Subnet Calculator (IPv4 / CIDR)
Network
Give it an IPv4 address with CIDR (like 192.168.1.0/24) and it returns the network address, broadcast, netmask, wildcard mask, first/last usable host, host count, and IP class. Also detects RFC 1918 private ranges (10/8, 172.16/12, 192.168/16), loopback (127/8), and link-local (169.254/16). Includes a binary view so you can see how the mask aligns. Handles /31 (point-to-point) and /32 (single host) edge cases correctly.
Network
192.168.1.0/24
Netmask
255.255.255.0
Broadcast
192.168.1.255
Wildcard
0.0.0.255
First host
192.168.1.1
Last host
192.168.1.254
Usable hosts
254
CIDR
/24 (24 net bits, 8 host bits)
Class
C
Range
Private / reserved
Binary
All math is 32-bit unsigned. Default CIDR is /32 if you only enter an address. RFC 1918 ranges and loopback are flagged.
How to use
- Enter an IPv4 address with optional CIDR (e.g. 10.0.5.42/16, or 8.8.8.8 for /32).

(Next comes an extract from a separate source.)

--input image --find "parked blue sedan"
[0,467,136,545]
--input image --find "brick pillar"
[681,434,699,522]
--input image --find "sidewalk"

- Read the network address, broadcast, and usable host range.
- Check whether the IP is in a private range before exposing it externally.
Frequently asked questions
- Why are first/last host different from network/broadcast?
- In a regular /N subnet, the lowest address is the network ID and the highest is the broadcast — both are reserved. Usable hosts run from network+1 to broadcast−1. /31 and /32 are exceptions (RFC 3021).
- What's the wildcard mask for?
- It's the bitwise NOT of the netmask, used by Cisco ACLs. 255.255.255.0 ↔ 0.0.0.255. ACL rules like 'permit 192.168.1.0 0.0.0.255' match the same range as a /24 subnet.
- Does it work for IPv6?
- No, IPv4 only. IPv6 has very different semantics — 128-bit addresses, no broadcast (uses multicast), no traditional 'classes', and prefixes commonly /48, /56, /64. A separate tool is needed.
- Why does 10.0.0.0/8 show ~16M hosts?
- 2^(32−8) − 2 = 16 777 214 usable hosts. The /8 means 8 network bits + 24 host bits. Real networks subdivide this — nobody routes a flat /8 in practice.